A Pol filer (Polarising/Polarizing filter) is probably the one filter everyone should own. A pol filter will filter light waves travelling in a specific direction. To understand how it works you need to understand how light works. This is a long and complicated topic so I will only skim over the basics (any one who wants to know more should read ” Light – Science and Magic. An Introduction to Photographic Lighting” from Focal press ISBN-10: 0240808193 ISBN-13: 978-0240808192)
OK I don’t know how to emplane this so I’m just going to type and see how it comes out. Sorry if its all confusing and such.
Important notes about light
Light is made up of lots of tiny waves. These waves have different frequencies that can be seen as different colours. Mixing the different frequencies will result in different colours, just like mixing paint. But unlike paint when you mix all the visible frequencies together you will get white and not black. This is important to know as when you use a filter you and adjusting those tiny waves in one way out an other. Light waves bounce of different colours and surfaces differently, some surfaces/colours reflect light well and others don’t. Its these reflected light waves that are generally interesting when using a Pol filter.

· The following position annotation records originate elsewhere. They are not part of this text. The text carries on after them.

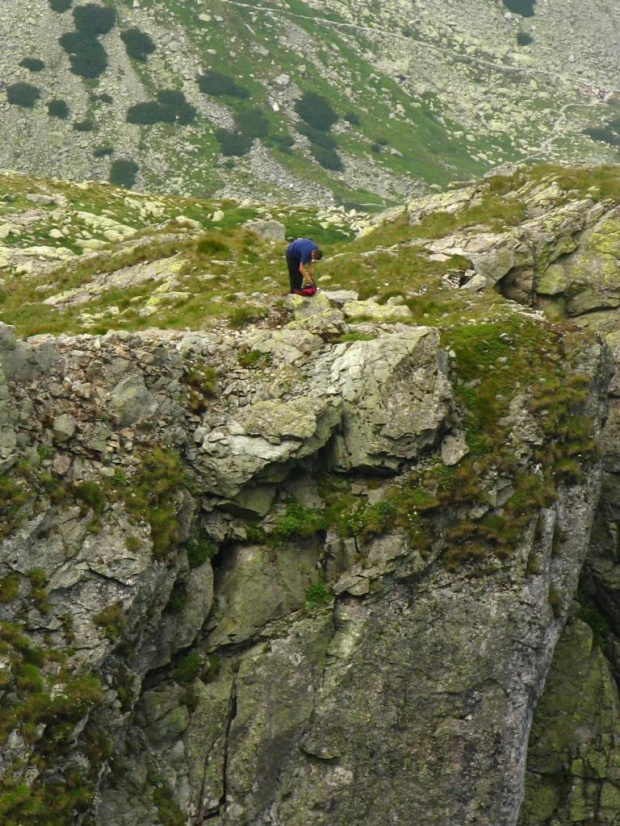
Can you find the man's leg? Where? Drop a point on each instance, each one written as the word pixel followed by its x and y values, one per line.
pixel 295 277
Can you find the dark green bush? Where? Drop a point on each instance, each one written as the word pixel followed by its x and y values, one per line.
pixel 84 125
pixel 233 143
pixel 33 64
pixel 23 94
pixel 252 123
pixel 138 44
pixel 283 142
pixel 316 111
pixel 57 109
pixel 94 20
pixel 74 42
pixel 215 83
pixel 174 107
pixel 316 136
pixel 328 158
pixel 144 113
pixel 352 118
pixel 123 173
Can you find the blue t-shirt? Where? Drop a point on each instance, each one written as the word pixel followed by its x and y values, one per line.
pixel 301 249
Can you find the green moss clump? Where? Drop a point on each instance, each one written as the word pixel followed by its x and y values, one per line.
pixel 317 595
pixel 92 495
pixel 178 599
pixel 298 522
pixel 151 496
pixel 254 359
pixel 188 667
pixel 555 601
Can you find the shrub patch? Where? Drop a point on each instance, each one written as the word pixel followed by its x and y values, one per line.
pixel 23 94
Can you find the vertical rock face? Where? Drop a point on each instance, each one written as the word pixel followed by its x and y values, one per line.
pixel 266 596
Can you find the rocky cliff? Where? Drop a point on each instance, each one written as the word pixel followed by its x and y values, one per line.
pixel 313 567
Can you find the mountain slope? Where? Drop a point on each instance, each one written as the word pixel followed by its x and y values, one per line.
pixel 421 93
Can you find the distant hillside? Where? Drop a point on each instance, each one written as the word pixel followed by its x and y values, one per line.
pixel 352 101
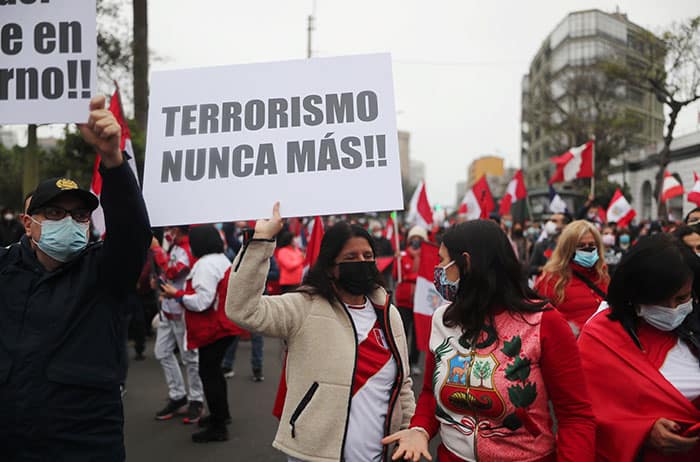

When light hits the lens opening it may be coming from all directions, creating reflections or highlights that are unwanted. Unlike the ND filters that simply darken down an exposure a pol filter will only allow light waves that are travelling in a specified direction through the filter.
As you can see the waves of unpolarised light (coloured blue for this example, on the left) are travelling at 90 degrees to the other waves. A pol filter will filter light waves travelling in a specific direction there for the waves travelling in the “wrong” direction are filtered out. If you turned the filter 90 degrees it would only allow the light waves through that are blocked in this example.